The beginning of wisdom, as the Chinese say, is calling things by their right names. (E. O. Wilson, as cited by Elizabeth J. Rosenthal, Birdwatcher: The Life of Roger Tory Peterson)

Friday, October 28, 2011

Wary of Ticks

October 28, 2010.  Thursday.
Situation:   I spoke too soon yesterday.  Only a little more than an hour after I finished writing yesterday’s report, I discovered a tick on my thigh when I went to sit down on the toilet.  Not the first one I’ve seen buried in my skin, so I recognized it right away: its little legs flaring from its body like little hairs stuck in a booger.  I called Moi, and she managed to remove the whole thing, including its head, with tweezers; she gave me a pill of doxycycline to take.  Moi tells me she didn’t let Mway eat the ground hog she killed.  She buried it instead; feels Mway would have gotten sick on it.  Work has come in for me to do today, so I’m going to eat breakfast and do that.  Get home at 3.  Mway greets me in the driveway with the birch branch in her mouth.  I’m apprehensive about ticks today.  My walking pants have developed holes and threadbare spots in them this past year: notice a threadbare spot right where the tick had penetrated my thigh.  I find another pair of jeans which I’ve been planning to demote from street clothes status and put those on (throw the others away, as well as another pair I find – hesitantly, I might add, because my mother would have braided them into a rug).
State of the Path:    Mway plows through the chickens (Moi says she has been especially bullying them since her big kill yesterday.)  I ask her where her stick is, and she runs to where it lies.  I decide not to go by the old orchard (lessen my chances of meeting a tick), but it makes little difference: most everywhere along the main path I make contact with weeds, any of which could harbor one of the buggers.  See a white butterfly in various places in bug land.  Starting at the “chokeberries,” see specks of white floating in the air: bugs (possibly ticks) or seeds from the goldenrod?  I start to cross the plank, look at all the weeds along the path ahead, then turn around.
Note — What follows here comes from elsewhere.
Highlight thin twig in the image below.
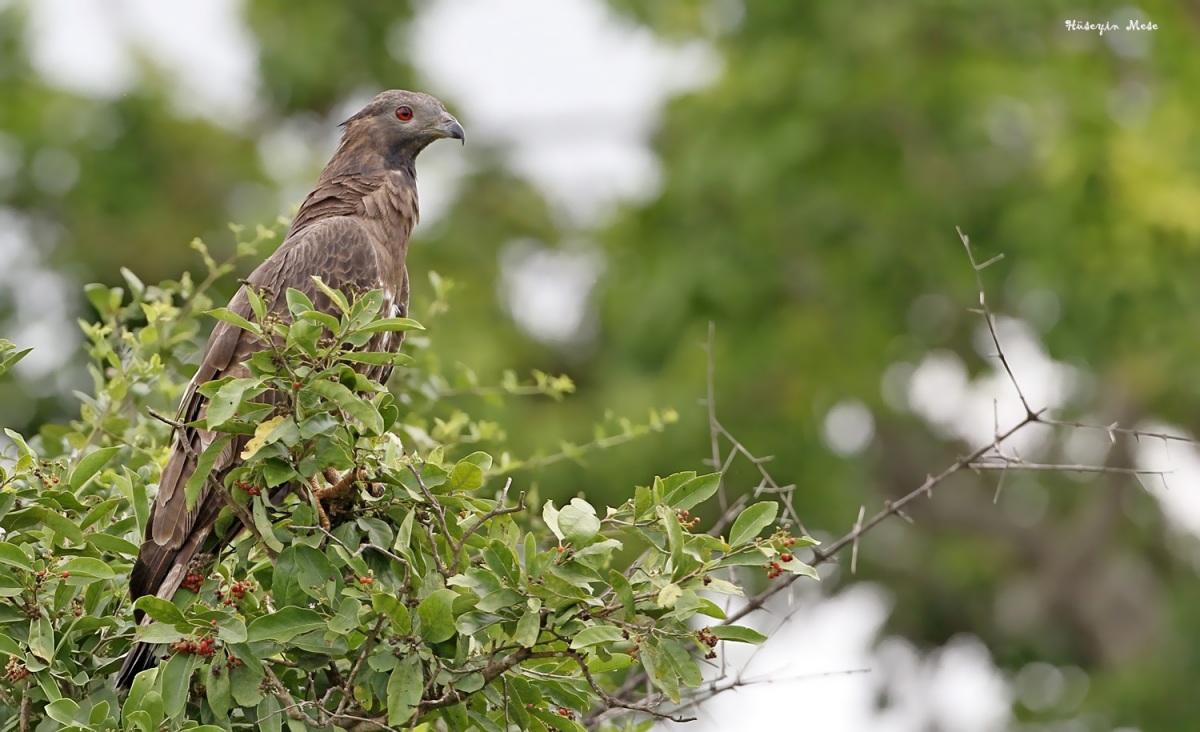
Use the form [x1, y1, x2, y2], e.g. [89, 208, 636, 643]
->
[452, 478, 525, 574]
I do take the path up to the summer house (that’s a little wider).  In a treeless black walnut up ahead, a huge squirrel’s nest appears against the sky.  More specks of white bounce around me as I walk toward the clearing.
State of the Creek:  Mway goes into the water at the tree stand, starts wading downstream to her exit spot at the honeysuckle.  Under the bush, I see a curious a thing: a log (looks too big to be a root) embedded in the creek bank, a hole behind it.  Mway exits the creek where I’m standing, immediately starts digging under the bush (now she thinks she’s a mighty hunter, I think).   A dragonfly flits over the pool at the log jam.
The Fetch:  I stand at the clear end of the clearing (the end I formally always stood at), away from any goldenrod, toss the stick to the other end.  Mway a few times drops the stick a few feet short of where I’m standing, forcing me to walk forward to pick it up.  As soon as she keeps the stick in her mouth when she brings it back I tell her “good enough.”  A few grasshoppers hop away into the goldenrod.  See the all-wing bugs on the path back through the sumacs.  When I get back to the house, I throw my walking clothes in the dryer, inspect my naked body.  Moi suggests I take a shower; I do that also.

2 comments:

sisyphus gregor said...

Just a word of advice, MM, regarding your plans to post a chapter daily on my blog. Keep in mind that my blog will end on December 24 of this year. That means you’ll have to have finished your novel no later than November 29, unless you don’t mind continuing to write later chapters as you post those already written. I’m glad to hear that you plan on typing up your novel yourself. I’ve come across some of your pages, and I can’t make heads or tails of what you’ve written. On some pages there appears to be only one giant letter, so distorted it hardly looks recognizable as a letter.

Anonymous said...

My letters may not be Times New Roman perfect, and some of them may be far larger than 12-point size, but I find them sufficiently legible – perhaps you’ve become so accustomed to “word-processed” documents you’ve lost the ability to read handwriting, as you would call it. But this is something you don’t have to worry your little head about. Just keep the paper coming. (The scrap paper you’ve been providing is fine. I’ve even written a word or two on the planks of your office floor. And don’t worry about this either. I’m keeping good track of what and where I’ve written things.) And thanks for informing me that I have a deadline for this novel. The thought of one is pumping blood all through my body. Done with the “C” volume. “D” next, please. MM.